AMD mugs Intel in backstreets of Paris
Kick a rival when it's down? Mais oui?
AMD unveiled its marketing strategy for its Puma notebook silicon this week: rub Intel’s nose in it for as long as it can get away with it. Perhaps it’s no coincidence the launch was in Paris.
The chip makers’ execs were at pains to point out that “this is not a paper launch” and you can buy systems running these chips today. Well, maybe at the end of the week. The point is it says it has been shipping production parts for weeks, ensuring it doesn’t promise what it can’t deliver.
It’s no surprise AMD wanted to make sure vendors had silicon inhouse before it publicly announced Puma. After those little production bloopers last year that saw Barcelona transformed from ground breaking server platform to mythical lost city, the vendor really doesn’t want to screw up another product launch.

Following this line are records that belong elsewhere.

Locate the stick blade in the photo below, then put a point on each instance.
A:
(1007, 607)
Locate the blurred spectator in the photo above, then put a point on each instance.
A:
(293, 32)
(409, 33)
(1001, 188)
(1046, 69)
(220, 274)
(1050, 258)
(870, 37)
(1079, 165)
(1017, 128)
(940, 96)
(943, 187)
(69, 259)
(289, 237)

Then Intel went and gave AMD an unexpected gift, admitting that it was going to have to delay shipping of components of its Centrino 2 mobile platform until July, even as it emerged that supplies of its Atom chip for cut down portables were, let’s say, patchy. Given manufacturers’ lead times, this has encouraged AMD to pitch itself as the only game in town come “back to school”.
AMD's worldwide product marketing director Leslie Sobon did her best to appear demure when she said the company simply thinks “it’s important to point out when you launch a product you should have a product.”
And Sobon and other AMD execs went to Hogwartsian lengths to avoid mentioning Intel by name, referring to the “competition”. But when we asked exactly what Puma would be packing over “you know who” sorry, “the competition”, she had a slide on hand with plenty of ticks in the Puma column and assorted crosses in the (current) Centrino and (future) Centrino 2 piles.